In France, people often use a mix of apples since each apple has a different flavor and it’s nice to combine them. You will notice there’s not a speck of cinnamon in this tart, which is Jacques’s French side showing, since people feel cinnamon detracts from the pure flavors of the apples. If you want to add a pinch, go ahead, but like Jacques, I like to keep the filling on the French side, and keep the focus on the apples.
Apple Crunch Tart
For the dough
- 2 cups (280g) flour
- 1 teaspoon kosher or flaky sea salt
- 3/4 cup (6oz, 170g) unsalted butter, cubed and chilled
- 1/2 cup (120ml) ice water, plus a tablespoon or two more, if necessary
For the apple filling and assembling the tart
- 1 3/4-2 pounds (800-900g) apples, peeled, cored, and cut in 1/4-inch (.5cm) slices
- 1-2 tablespoons granulated sugar, (use the lesser amount if the apples you are using are sweet)
- 2 1/2 tablespoons (36g) unsalted butter, finely cubed
- 1 egg yolk, mixed with a teaspoon of milk or water
- 2 tablespoons granulated brown sugar, see headnote (optional)
- To make the crust, mix the flour and salt in the bowl of a stand mixer fitted with the paddle attachment. (You can also make this by hand in a mixing bowl using a pastry blender or your hands, or make it in a food processor.) Add the chilled butter and mix until the butter pieces are the size of blueberries. Don't overmix; it should be quite lumpy. Add the ice water and stir until the dough comes together. I find, even if using a stand mixer, that I use the mixer only to mix the water partially in, then do the rest by hand with gentle folding in the mixing bowl, so as not to overwork the dough.

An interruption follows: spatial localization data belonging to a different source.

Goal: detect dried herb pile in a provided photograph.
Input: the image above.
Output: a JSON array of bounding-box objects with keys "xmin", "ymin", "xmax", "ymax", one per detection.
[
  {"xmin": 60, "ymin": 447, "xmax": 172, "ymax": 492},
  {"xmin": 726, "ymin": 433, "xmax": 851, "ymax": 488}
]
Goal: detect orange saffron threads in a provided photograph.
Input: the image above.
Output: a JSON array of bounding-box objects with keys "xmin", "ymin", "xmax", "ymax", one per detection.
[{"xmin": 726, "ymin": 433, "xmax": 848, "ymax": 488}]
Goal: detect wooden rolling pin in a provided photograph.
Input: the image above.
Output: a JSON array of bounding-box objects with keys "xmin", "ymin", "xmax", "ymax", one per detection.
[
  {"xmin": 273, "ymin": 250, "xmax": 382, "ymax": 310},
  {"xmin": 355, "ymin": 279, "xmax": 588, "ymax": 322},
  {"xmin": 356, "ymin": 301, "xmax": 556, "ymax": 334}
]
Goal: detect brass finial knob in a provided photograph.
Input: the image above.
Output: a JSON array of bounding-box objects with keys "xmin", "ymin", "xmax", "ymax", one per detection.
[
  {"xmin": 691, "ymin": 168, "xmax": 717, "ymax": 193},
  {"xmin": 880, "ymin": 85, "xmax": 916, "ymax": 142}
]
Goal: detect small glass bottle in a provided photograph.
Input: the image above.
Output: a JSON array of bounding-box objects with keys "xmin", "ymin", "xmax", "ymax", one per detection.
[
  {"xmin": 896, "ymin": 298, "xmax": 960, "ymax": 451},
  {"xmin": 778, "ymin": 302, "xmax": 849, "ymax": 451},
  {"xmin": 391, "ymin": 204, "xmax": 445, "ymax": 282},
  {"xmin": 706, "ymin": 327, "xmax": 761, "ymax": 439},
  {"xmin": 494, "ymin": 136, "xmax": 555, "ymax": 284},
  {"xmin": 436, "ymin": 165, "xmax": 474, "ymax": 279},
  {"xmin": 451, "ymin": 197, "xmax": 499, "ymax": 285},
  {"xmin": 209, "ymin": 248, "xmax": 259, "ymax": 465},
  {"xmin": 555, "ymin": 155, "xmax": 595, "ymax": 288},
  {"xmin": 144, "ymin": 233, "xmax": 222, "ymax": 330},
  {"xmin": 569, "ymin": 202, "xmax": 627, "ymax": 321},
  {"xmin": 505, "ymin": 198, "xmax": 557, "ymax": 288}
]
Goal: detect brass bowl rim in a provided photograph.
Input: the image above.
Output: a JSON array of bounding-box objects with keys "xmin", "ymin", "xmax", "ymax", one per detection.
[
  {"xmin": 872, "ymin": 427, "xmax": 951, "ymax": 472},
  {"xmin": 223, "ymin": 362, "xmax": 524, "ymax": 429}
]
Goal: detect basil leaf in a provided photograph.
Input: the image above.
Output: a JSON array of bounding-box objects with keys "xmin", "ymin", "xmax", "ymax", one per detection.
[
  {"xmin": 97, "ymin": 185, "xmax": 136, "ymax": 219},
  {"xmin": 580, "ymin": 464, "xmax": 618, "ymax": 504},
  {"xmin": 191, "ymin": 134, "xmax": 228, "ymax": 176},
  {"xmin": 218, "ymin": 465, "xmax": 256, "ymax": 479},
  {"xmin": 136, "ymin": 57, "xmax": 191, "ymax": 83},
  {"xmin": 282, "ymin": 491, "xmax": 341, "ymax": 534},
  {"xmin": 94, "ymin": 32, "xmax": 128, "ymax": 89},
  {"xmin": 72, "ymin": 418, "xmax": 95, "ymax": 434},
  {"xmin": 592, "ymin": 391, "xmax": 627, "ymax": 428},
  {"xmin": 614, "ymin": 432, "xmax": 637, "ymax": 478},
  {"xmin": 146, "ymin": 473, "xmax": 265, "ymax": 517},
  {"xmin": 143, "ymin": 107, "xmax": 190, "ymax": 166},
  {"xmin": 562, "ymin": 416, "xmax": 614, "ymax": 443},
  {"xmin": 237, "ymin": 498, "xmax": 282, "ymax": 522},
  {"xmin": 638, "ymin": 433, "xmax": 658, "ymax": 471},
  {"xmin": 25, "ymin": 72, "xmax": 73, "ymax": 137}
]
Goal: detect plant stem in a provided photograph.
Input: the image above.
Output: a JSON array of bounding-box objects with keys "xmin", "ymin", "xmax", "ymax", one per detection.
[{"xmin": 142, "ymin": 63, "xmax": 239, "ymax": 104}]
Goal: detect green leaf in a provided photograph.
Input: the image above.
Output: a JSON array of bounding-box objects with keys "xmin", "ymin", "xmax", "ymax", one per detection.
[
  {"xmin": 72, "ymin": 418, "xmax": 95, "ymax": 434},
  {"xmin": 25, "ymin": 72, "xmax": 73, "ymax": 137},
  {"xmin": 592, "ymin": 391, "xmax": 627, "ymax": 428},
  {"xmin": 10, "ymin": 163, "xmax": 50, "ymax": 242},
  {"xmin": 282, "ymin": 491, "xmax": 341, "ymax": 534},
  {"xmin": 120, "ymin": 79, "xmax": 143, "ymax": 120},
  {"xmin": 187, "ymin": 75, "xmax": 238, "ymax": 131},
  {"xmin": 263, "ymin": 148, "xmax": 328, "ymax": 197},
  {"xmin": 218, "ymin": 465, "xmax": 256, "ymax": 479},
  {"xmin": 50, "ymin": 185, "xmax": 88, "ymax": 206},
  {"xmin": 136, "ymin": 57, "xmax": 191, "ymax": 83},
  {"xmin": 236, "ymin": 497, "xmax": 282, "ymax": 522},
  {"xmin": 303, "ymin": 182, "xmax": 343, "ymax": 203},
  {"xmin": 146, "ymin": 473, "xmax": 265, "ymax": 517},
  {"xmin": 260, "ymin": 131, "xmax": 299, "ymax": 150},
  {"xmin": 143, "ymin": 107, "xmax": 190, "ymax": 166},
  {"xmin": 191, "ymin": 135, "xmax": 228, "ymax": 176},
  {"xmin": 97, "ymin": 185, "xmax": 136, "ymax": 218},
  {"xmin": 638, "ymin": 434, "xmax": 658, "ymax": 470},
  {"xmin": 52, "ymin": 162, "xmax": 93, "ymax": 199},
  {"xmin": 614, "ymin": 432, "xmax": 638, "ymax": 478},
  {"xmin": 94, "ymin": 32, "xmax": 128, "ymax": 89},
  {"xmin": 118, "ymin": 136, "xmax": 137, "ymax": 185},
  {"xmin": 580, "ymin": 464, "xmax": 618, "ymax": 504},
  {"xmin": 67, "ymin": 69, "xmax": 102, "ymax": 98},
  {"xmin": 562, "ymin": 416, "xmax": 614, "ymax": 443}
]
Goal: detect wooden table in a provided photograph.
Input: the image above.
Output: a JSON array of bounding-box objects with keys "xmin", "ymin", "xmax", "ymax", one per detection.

- Divide the dough in two, shape both pieces into disks, and wrap and chill them for at least 30 minutes. (The dough can be made up to two days ahead.)
- To assemble the tart, line a baking sheet with parchment paper or a silicone baking mat. Toss the apple slices with 1 to 2 tablespoons of sugar in a bowl.
- Remove one piece of dough from the refrigerator and roll it out on a lightly floured countertop until it's a 14-inch (36cm) circle. Place the round of dough on the prepared baking sheet. (I fold it in half and work quickly to transfer it then unfold it on the baking sheet, but when I made this with Jacques, he rolled his dough around the rolling pin first, before moving it, and unrolling it on the prepared baking sheet.) Place the apples in an even layer over the dough leaving a 2-inch (5cm) exposed border. Distribute the diced butter bits over the apples. Fold the outside edges of the dough up and over to tuck in the apples.
- Roll the other disk of dough to the same size as the first. Brush the bottom crust that's folded over the apples liberally with water then place the second round of dough over the apples and bottom crust, tucking the edges underneath the bottom of the tart. Place the tart on the baking sheet in the refrigerator or freezer for 15 minutes.
- Preheat the oven to 400ºF (200ºC) and set the rack in the middle of the oven. Mix the egg yolk with the water or milk in a small bowl and brush it over the top of the tart. Sprinkle the granulated brown sugar evenly over the top, cut four slits in the top and bake until the top is well-browned and crunchy. When done, thick apple juices should be bubbling up in the slit holes, indicating they are cooked. The tart should take about 30 to 35 minutes to bake, depending on the apples and your oven. Remove the tart from the oven and let cool a few minutes, then slide onto a wire rack.